I agree that this appears to be a bug. Indeed, the partial sums described by the OP in a comment are the same. For instance
Table[Sum[(-1)^ m*(1/Binomial[2*m + 2, 2] + 1/Binomial[2*m + 3, 2]), {m, 0, mm}],
{mm, 0, 20}] ==
Table[Sum[(-1)^Floor[n/2]/Binomial[n + 2, 2], {n, 0, nn}], {nn, 1, 41, 2}]
(* True *)
This is because sums of pairs of terms in the second Sum
equal individual terms in the first Sum
, as is evident by examining the expressions themselves as well as by adding the terms numerically.
Table[(-1)^m*(1/Binomial[2*m + 2, 2] + 1/Binomial[2*m + 3, 2]), {m, 0, 9}]
(* {4/3, -(4/15), 4/35, -(4/63), 4/99, -(4/143), 4/195, -(4/255), 4/323, -(4/399)} *)
Table[(-1)^Floor[n/2]/Binomial[n + 2, 2], {n, 0, 19}]
Total[#] & /@ Partition[%, 2]
(* {4/3, -(4/15), 4/35, -(4/63), 4/99, -(4/143), 4/195, -(4/255), 4/323, -(4/399)} *)

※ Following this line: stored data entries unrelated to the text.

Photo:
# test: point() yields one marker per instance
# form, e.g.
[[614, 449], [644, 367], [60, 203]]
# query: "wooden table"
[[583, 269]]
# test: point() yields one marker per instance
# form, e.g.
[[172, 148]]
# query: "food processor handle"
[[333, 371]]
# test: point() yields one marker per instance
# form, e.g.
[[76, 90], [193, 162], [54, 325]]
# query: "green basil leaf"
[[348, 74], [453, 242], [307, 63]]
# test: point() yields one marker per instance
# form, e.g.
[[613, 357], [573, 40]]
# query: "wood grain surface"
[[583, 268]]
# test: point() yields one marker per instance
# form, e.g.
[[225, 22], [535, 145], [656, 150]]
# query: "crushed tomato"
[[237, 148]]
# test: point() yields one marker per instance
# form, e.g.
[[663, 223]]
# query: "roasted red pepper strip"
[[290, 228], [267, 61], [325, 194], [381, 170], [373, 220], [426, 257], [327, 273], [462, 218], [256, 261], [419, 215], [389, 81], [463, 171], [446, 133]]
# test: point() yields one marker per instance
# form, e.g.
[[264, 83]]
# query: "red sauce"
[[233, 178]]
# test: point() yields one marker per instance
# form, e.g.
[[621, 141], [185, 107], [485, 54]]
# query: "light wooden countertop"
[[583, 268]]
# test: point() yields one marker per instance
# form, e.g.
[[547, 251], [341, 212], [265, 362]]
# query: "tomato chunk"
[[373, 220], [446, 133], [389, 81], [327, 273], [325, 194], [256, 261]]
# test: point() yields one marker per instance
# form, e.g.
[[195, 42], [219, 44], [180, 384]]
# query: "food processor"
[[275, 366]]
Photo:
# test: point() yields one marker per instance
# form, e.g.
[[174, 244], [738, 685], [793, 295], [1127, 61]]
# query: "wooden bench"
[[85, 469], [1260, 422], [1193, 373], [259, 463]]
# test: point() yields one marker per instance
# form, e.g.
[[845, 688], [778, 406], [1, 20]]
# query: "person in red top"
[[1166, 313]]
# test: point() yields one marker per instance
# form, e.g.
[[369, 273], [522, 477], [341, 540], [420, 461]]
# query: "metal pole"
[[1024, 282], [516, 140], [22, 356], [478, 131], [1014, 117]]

The sums indeed are converging to -2 + π
(-2 + π) // N
(* 1.14159 *)
Sum[(-1)^m*(1/Binomial[2*m + 2, 2] + 1/Binomial[2*m + 3, 2]), {m, 0, 1000}] // N
(* 1.14159 *)
Sum[(-1)^Floor[n/2]/Binomial[n + 2, 2], {n, 0, 2001}] // N
(* 1.14159 *)
which is distinctly different from
2 (-1 + Log[4]) // N
(* 0.772589 *)
Addendum: These computations were performed with version 10.3. The same problem occurs in version 9.0.